Giving Up the Ghost is a discomfiting read for a whole spectrum of reasons, but it is also a trail of breadcrumbs that show the rise of a great author, written before her most lofty ascent. As it comes of age, this is the perfect time to return to this wonderful book.
Essential links:
Kathryn Hughes’ original review in the Guardian
Weirdos Book Club review Beyond Black, and reflect on some of the problematic parts of Mantel’s earlier work
About Hilary Mantel
Hilary Mantel was born in Glossop, Derbyshire, England on 6 July 1952.

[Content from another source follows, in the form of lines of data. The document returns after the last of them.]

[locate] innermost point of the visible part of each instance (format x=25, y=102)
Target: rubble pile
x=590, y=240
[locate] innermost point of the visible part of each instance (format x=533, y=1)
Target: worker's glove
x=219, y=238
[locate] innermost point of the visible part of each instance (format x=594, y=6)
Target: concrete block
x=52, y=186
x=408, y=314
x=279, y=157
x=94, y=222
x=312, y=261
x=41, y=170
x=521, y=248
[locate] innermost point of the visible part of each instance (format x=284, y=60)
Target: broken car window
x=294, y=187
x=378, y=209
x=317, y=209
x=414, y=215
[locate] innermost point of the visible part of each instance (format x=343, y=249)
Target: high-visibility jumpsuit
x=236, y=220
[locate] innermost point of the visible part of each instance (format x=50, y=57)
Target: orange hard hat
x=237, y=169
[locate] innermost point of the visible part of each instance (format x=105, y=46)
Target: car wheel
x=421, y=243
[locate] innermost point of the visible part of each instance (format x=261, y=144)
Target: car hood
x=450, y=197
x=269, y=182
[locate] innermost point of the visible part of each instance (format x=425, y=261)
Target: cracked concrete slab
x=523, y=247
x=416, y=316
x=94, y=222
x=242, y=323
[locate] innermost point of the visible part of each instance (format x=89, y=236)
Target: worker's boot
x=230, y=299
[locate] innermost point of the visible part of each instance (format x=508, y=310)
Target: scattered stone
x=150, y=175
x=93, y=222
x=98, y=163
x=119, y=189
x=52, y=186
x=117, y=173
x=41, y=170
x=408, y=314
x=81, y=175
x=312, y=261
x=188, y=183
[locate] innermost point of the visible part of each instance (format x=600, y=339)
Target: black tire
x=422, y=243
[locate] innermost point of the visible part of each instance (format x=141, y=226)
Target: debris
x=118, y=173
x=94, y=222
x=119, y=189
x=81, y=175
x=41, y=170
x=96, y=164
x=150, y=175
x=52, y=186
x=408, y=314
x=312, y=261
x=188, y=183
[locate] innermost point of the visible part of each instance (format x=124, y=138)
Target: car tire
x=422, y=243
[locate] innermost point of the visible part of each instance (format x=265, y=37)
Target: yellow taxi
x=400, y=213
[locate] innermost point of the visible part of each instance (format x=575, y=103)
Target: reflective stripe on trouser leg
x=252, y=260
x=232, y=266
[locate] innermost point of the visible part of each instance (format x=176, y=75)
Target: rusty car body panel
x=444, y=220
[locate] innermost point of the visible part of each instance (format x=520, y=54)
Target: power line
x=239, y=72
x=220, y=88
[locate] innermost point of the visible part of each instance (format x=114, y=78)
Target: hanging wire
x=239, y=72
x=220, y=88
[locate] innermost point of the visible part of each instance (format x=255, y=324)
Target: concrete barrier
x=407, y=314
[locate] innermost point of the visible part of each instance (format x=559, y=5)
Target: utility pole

She studied Law at the London School of Economics and Sheffield University. She was employed as a social worker, and lived in Botswana for five years, followed by four years in Saudi Arabia, before returning to Britain in the mid-1980s. In 1987 she was awarded the Shiva Naipaul Memorial Prize for an article about Jeddah, and she was film critic for The Spectator from 1987 to 1991. Her novels include Eight Months on Ghazzah Street (1988), set in Jeddah; Fludd (1989), set in a mill village in the north of England and winner of the Winifred Holtby Memorial Prize, the Cheltenham Prize and the Southern Arts Literature Prize; A Place of Greater Safety (1992), an epic account of the events of the French revolution that won the Sunday Express Book of the Year award; A Change of Climate (1994), the story of a missionary couple whose lives are torn apart by the loss of their child; and An Experiment in Love (1995), about the events in the lives of three schoolfriends from the north of England who arrive at London University in 1970, winner of the 1996 Hawthornden Prize. The Giant, O'Brien (1998) tells the story of Charles O'Brien who leaves his home in Ireland to make his fortune as a sideshow attraction in London.
In 2003, she published Giving Up the Ghost: A Memoir - an autobiography in fiction and non-fiction, taking the reader from early childhood through to the discoveries in adulthood that led her to writing; and Learning to Talk: Short Stories (2003). Beyond Black (2005) tells the story of Alison, a Home Counties psychic, and her assistant, Colette. It was shortlisted for a 2006 Commonwealth Writers Prize and for the 2006 Orange Prize for Fiction.
In 2006, Hilary Mantel was awarded a CBE. Her novel, Wolf Hall (2009), was the winner of the 2009 Man Booker Prize for Fiction and the Walter Scott Prize andwas shortlisted for the 2009 Costa Novel Award and 2010 Orange Prize for Fiction.
A sequel to Wolf Hall, entitled Bring Up the Bodies, was published in 2012 and won the 2012 Man Booker Prize for Fiction.
Dame Hilary Mantel died on 22 September 2022.